Round one of the U.S. CRISPR patent battle is over - but what does the PTAB's no interference-in-fact decision really mean?

by Allen & Overy LLP

Allen & Overy LLP

On 15 February 2017 the Patent Trial and Appeal Board (PTAB) of the U.S. Patent and Trade Mark Office (USPTO) delivered judgment in the interference proceedings between the University of California Berkeley (UCB) and the Broad Institute of MIT and Harvard (the Broad).1 These proceedings are part of a wider dispute over the ownership of the patent rights to the fundamental components of the CRISPR/Cas9 system currently taking place in the U.S. and Europe between UCB, the Broad and others.

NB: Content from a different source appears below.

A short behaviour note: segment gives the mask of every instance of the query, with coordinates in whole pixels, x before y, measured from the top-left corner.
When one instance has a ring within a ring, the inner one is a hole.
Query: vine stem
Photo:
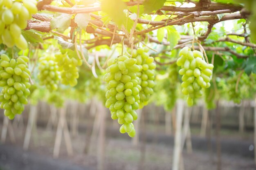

Pursuant to a motion brought by the Broad on 23 May 2016, the PTAB found that the respective inventions claimed by UCB and the Broad are sufficiently different and distinct from one another so as to be separately patentable – there is no interference-in-fact between the relevant CRISPR patents and applications in question. The decision concerned 12 granted patents and one application filed by the Broad, and one patent application filed by UCB, and brings the interference proceedings to an end subject to any appeal by UCB.

The Broad and its affiliated entities have been quick to declare the result a resounding victory over UCB. The markets reacted accordingly, with Intellia Therapeutics (Intellia) and CRISPR Therapeutics (CRISPR Tx), licensees of UCB’s patents, and Editas Medicine (Editas), licensee of the Broad’s patents, all experiencing sharp changes in their respective share prices. However, in the long run, the decision may be less influential than these reactions might suggest.

In particular, the U.S. interference proceedings are unlikely to be indicative of the parties’ chances of success in opposition proceedings before the European Patent Office (EPO) or national invalidity proceedings. In addition, the decision has arguably not changed the fundamental strengths and weaknesses inherent in each party’s patent position, in particular for UCB if their U.S. patent application is now able to proceed to grant with its broad claims intact.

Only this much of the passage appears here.